I will do only minimal analysis and visualizations -Airline/Carrier summary, relationship between fleet size and arrival & departure delays and calculation of correlation coefficients (see Below). Then I will export the data to Tableau.
Airline_Summary <- Flights2 %>%
group_by(name) %>%
summarize(Fleet_Size = n_distinct(tailnum, na.rm = TRUE),
Average_Distance = mean(distance, na.rm = TRUE),
Average_Flight_Hours = mean(air_time, na.rm = TRUE),
Average_Departure_Delay = mean(dep_delay, na.rm = TRUE),
Average_Arrival_Delay = mean(arr_delay, na.rm = TRUE),
Max_Individual_Distance_Flown = max(distance)) %>%
arrange(desc(Fleet_Size))
head(Airline_Summary)
## # A tibble: 6 × 7
## name Fleet_Size Average_Distance Average_Flight_Hours Average_Departure_De…¹
## <chr> <int> <dbl> <dbl> <dbl>
## 1 Delta… 629 1237. 174. 9.26
## 2 Unite… 621 1529. 212. 12.1
## 3 Ameri… 601 1340. 189. 8.59
## 4 South… 583 996. 148. 17.7
## 5 Expre… 316 563. 90.1 20.0
## 6 US Ai… 290 553. 88.6 3.78
## # ℹ abbreviated name: ¹Average_Departure_Delay
## # ℹ 2 more variables: Average_Arrival_Delay <dbl>,
## # Max_Individual_Distance_Flown <int>
Airline_Summary %>%
ggplot(aes(Fleet_Size,Average_Departure_Delay,colour=Average_Arrival_Delay))+
geom_point(alpha=0.4,)+
scale_color_gradient(low = "blue", high = "red") + # Color gradient for calories
geom_smooth()+
labs(x = "Fleet_Size",
y = "Average_Departure_Delay",
color = "Average_Arrival_Delay",
title = "Relationship between Fleet Size and Arrival & Departure Delays") +
theme_bw()
## `geom_smooth()` using method = 'loess' and formula = 'y ~ x'
# Calculate correlation coefficients
correlation_delay_arrival <- cor(Flights2$arr_delay, Flights2$dep_delay,use = "complete.obs")
print(correlation_delay_arrival)
## [1] -0.1941299
correlation_distance_arrival <- cor(Flights2$distance,Flights2$arr_delay,use = "complete.obs")
print(correlation_distance_arrival)
## [1] -0.03437079
correlation_flight_time_distance <- cor(Flights2$air_time,Flights2$distance,use = "complete.obs")
print(correlation_distance_arrival)
## [1] -0.03437079
Based on the correlation coefficient results:
Correlation between Departure Delay and Arrival Delay:
The correlation coefficient of approximately -0.19 suggests a weak negative linear relationship between departure delay and arrival delay.
This indicates that, on average, flights with longer departure delays tend to have slightly shorter arrival delays, and vice versa.
However, the strength of this relationship is weak, indicating that departure delay alone may not be a strong predictor of arrival delay.
Correlation between Distance and Arrival Delay:
The correlation coefficient of approximately -0.03 suggests a very weak negative linear relationship between distance traveled and arrival delay.

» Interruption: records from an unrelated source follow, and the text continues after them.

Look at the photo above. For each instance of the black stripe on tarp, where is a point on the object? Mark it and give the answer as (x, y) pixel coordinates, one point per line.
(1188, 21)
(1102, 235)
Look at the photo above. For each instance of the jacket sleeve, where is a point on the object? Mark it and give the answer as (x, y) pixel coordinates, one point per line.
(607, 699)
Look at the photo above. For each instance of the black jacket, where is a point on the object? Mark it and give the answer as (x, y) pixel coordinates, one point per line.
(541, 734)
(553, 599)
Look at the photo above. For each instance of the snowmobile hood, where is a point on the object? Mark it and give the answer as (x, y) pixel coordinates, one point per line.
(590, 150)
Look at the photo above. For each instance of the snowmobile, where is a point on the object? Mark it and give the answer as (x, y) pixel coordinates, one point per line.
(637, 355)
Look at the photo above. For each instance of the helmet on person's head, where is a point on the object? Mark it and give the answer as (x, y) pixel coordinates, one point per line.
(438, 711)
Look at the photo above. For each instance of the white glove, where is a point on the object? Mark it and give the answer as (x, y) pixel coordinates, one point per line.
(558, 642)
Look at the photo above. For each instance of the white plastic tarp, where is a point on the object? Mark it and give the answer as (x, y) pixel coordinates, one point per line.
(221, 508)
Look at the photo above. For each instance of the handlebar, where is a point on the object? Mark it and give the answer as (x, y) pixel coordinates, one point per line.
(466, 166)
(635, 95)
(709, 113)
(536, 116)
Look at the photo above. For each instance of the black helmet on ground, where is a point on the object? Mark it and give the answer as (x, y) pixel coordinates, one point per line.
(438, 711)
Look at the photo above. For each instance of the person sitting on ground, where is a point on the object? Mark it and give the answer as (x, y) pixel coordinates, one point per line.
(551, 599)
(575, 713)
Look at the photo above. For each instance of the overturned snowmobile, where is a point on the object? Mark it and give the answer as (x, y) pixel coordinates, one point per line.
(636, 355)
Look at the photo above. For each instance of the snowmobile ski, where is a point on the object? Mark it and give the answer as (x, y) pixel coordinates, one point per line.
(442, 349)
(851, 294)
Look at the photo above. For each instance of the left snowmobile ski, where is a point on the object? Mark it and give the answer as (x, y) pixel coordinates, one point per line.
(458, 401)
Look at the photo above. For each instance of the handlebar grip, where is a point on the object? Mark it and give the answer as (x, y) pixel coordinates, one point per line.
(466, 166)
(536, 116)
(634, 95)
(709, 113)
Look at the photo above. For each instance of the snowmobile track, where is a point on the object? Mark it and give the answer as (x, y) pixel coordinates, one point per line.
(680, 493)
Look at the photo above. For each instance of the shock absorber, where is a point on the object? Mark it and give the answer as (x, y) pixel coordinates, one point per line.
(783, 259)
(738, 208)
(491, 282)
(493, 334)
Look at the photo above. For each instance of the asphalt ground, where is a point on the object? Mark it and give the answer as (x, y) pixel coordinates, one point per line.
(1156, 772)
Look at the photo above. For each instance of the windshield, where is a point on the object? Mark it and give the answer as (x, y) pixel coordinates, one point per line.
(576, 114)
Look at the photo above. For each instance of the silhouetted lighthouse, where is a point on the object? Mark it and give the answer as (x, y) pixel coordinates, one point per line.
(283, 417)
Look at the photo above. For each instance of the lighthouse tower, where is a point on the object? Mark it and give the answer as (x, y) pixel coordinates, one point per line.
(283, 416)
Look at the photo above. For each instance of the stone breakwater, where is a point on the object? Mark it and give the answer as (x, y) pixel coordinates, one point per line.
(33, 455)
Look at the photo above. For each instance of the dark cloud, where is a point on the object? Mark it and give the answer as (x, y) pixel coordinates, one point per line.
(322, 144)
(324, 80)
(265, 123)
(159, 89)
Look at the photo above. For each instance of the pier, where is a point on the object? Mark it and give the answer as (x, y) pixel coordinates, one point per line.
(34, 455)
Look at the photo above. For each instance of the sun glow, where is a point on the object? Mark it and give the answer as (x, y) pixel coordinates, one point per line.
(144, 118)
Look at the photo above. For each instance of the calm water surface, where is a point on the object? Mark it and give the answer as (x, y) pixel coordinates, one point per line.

This indicates that there is little to no meaningful relationship between the distance a flight travels and the delay in its arrival time.
It implies that longer flights do not necessarily experience more or less arrival delay compared to shorter flights.
Correlation between Flight Time and Distance:
The correlation coefficient of approximately -0.03 indicates a very weak negative linear relationship between flight time and distance traveled.
This suggests that, on average, longer flights tend to have slightly shorter flight times, and vice versa.
However, the strength of this relationship is very weak, indicating that flight time alone may not be a strong predictor of the distance traveled.
The dataset was exported as CSV file to Tableau for further analysis and visualizations. Please,Visit Tableau Public for multi-dashboard visualizations to provide insights on different route analysis, airline & airport operations/performance.
# Specify file path to save the .csv file
file_path <- "flights2_data.csv"
# Write the dataframe to a .csv file}
write.csv(Flights, file = file_path, row.names = FALSE)
# Optionally, print a message to confirm the file has been saved
cat("DataFrame saved as", file_path, "\n")
## DataFrame saved as flights2_data.csv
# Get the current working directory
current_directory <- getwd()
print(current_directory)
## [1] "C:/Users/Asuquo Bassey/Downloads/Compressed/Datasets/Flights datasets"
print(unique(Flights$dest))
## [1] "IAH" "MIA" "BQN" "ATL" "ORD" "FLL" "IAD" "MCO" "PBI" "TPA" "LAX" "SFO"
## [13] "DFW" "BOS" "LAS" "MSP" "DTW" "RSW" "SJU" "PHX" "BWI" "CLT" "BUF" "DEN"
## [25] "SNA" "MSY" "SLC" "XNA" "MKE" "SEA" "ROC" "SYR" "SRQ" "RDU" "CMH" "JAX"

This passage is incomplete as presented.